Cityscape Financial Corp. and Cityscape Corp., debtors,
filed a notice in The Wall Street Journal announcing
November 9, 1998 as the last day for filing proofs of

Holders of the following types of claims do not have to
file a proof of claim:
secured claims, unsecured claims (other than Securities
claims and old stock rights claims), claims for principal of
or interest on old senior notes or old subordinated
debentures or equity interest represented by Old Cityscape
Preferred Stock, Old Common Stock or Old Warrants.

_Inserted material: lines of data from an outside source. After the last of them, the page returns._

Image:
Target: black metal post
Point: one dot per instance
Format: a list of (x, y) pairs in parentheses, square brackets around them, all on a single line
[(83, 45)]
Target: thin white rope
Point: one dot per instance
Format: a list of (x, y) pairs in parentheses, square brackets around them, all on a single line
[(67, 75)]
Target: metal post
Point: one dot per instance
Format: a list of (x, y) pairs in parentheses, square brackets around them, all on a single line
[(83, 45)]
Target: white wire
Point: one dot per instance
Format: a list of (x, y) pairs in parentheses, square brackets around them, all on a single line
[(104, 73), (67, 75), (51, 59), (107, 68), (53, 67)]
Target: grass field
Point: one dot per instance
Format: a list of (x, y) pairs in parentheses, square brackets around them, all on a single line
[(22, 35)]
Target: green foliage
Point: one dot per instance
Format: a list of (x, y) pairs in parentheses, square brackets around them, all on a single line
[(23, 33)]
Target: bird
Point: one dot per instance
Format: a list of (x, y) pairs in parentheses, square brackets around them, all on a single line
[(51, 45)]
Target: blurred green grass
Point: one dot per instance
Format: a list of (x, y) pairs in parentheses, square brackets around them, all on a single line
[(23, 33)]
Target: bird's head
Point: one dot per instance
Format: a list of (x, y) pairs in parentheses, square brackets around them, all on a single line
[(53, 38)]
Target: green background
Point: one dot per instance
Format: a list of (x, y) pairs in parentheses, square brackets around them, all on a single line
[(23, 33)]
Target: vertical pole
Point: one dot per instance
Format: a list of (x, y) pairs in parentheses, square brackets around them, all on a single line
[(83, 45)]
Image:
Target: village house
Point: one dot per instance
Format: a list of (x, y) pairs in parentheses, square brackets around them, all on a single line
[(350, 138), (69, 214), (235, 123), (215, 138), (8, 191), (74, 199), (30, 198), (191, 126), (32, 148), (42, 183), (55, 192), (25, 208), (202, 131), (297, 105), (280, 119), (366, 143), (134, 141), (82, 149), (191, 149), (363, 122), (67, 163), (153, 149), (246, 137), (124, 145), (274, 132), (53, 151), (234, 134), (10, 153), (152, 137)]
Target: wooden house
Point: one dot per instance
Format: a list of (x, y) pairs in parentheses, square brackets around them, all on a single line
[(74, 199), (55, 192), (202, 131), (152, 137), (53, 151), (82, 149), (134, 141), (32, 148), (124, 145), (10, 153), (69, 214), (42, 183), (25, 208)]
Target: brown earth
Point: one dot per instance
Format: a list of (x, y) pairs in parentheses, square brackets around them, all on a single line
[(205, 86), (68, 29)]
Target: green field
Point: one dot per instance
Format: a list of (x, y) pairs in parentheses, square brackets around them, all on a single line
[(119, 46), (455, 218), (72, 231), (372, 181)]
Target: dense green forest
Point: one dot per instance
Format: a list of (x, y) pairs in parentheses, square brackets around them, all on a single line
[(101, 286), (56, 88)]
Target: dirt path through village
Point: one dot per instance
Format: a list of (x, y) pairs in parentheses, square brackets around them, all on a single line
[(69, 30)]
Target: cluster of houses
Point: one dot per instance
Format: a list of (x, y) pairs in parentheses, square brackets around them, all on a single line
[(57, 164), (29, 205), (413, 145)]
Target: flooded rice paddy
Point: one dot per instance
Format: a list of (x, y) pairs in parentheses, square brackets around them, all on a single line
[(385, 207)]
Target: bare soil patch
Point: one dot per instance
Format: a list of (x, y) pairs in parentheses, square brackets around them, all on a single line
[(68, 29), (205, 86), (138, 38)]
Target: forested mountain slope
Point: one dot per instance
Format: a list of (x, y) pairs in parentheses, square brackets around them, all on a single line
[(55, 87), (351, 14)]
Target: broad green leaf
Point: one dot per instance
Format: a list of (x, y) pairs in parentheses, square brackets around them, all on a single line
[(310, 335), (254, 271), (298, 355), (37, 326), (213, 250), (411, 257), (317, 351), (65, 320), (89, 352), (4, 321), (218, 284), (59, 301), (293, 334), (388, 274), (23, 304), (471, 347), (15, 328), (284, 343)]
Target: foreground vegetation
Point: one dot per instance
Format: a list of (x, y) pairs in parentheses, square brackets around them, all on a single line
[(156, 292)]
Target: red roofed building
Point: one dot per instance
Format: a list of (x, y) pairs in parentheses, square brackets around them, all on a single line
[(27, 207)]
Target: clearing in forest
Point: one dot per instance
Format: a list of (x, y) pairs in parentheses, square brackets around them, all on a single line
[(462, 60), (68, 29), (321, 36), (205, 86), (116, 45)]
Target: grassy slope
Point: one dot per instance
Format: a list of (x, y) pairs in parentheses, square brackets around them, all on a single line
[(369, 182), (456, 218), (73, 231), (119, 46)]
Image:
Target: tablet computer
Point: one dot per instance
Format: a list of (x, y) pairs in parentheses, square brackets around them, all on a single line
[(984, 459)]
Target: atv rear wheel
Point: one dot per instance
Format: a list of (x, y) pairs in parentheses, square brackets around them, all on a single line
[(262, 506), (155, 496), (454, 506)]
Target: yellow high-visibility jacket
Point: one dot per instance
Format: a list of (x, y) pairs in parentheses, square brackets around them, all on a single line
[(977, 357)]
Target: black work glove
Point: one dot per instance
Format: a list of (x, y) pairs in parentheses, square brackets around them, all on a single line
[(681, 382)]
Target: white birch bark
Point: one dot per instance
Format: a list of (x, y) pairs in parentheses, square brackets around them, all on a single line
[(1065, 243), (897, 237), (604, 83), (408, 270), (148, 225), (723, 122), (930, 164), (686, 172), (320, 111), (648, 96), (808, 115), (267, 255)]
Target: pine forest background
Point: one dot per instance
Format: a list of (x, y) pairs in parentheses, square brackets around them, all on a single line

CITYSCAPE FINANCIAL: Meeting of Creditors
Cityscape Financial Corp. and Cityscape Corp., debtors
filed a notice in The Wall Street Journal of October 13,
1998, announcing the commencement of the cases on October
6, 1998.  The company reports that the first meeting of the
debtors' creditors will be held on November 10, 1998 at
10:00 am at the U.S. Courthouse, 300 Quarropas Street,
White Plains, New York.

CONSUMER PORTFOLIO: Beneficial Ownership of Stock Reported
NewSouth Capital Management, Inc. reports beneficial
ownership of 2,413,950 shares of common stock of Consumer
Portfolio Services Inc., which represents 15.4% of the
class. NewSouth Capital Management is an Investment Advisor
and in such capacity acquired the securities on behalf of
it's Advisor clients.  No single client's interest relates
to more than 5% of the class.

DECORATIVE HOME: Decides To Dump Assets
Spurred by continuing defaults under its debtor-in-
possession loan agreements, Decorative Home Accents Inc.
decided to market its remaining businesses as a going
concern. Lender Congress Financial Corp., however, would
not provide a long-term commitment to fund operations and
sale expenses unless the home accessories manufacturer
hired experienced professionals to minimize cash needs
while marketing the assets. While management began
seeking a buyer in July, "those efforts have been
unsuccessful," the company said. Decorative Home is seeking
to retain Development Specialists Inc. retroactive to Sept.
28 "to operate the Debtors' businesses going forward and to
conduct a sale of the assets of these estates" based on
the firm's experience in rendering financial and strategic
advice and excellent reputation, the company contended.
(The Daily Bankruptcy Review and ABI Copyright c October
13, 1998)

EQUALNET CORP: Committee of Unsecured Creditors Appointed
Richard W. Simmons, the United States Trustee for Region 7
appoints the following eligible creditors to the Committee
of Unsecured Creditors of Equalnet Corporation:

AT&T Corporation
Attn: Michael J. Smoyer
55 Corporate Drive
Bridgewater, New Jersey 08807
(908) 771-2528

WorldCom Network services, Inc.
f/k/a WilTel, Inc. and MFS Telecom, Inc.
Attn: Sharon Pittman
One Williams Center, 28-18
Tulsa, Oklahoma 74172
(918) 590-4446

Corestaff Services, Inc.
Attn: Don C. Taylor
4400 Post Oak Parkway
Suite 2000
Houston, Texas 77027
(713) 438-1452

The Ameritech Operating Telephone Companies
Attn: Mark W. Lewis
Law Department
225 W. Randolph Street
Suite 27-C
Chicago, Illinois 60606
(312) 727-2345

The Bell Atlantic Operating telephone Companies
Attn: Christina P. Buontempo
1 Washington Park
5th Floor
Newark, New Jersey 07102
(973) 649-8262

EQUITEX INC: Stock Ownership Reported
Wayne William Mills reports beneficial ownership of 490,000
shares of common stock of Equitex Inc., representing 11.4%
of the class. The aggregate purchase price was $471,875.
All such purchases were paid for with personal funds.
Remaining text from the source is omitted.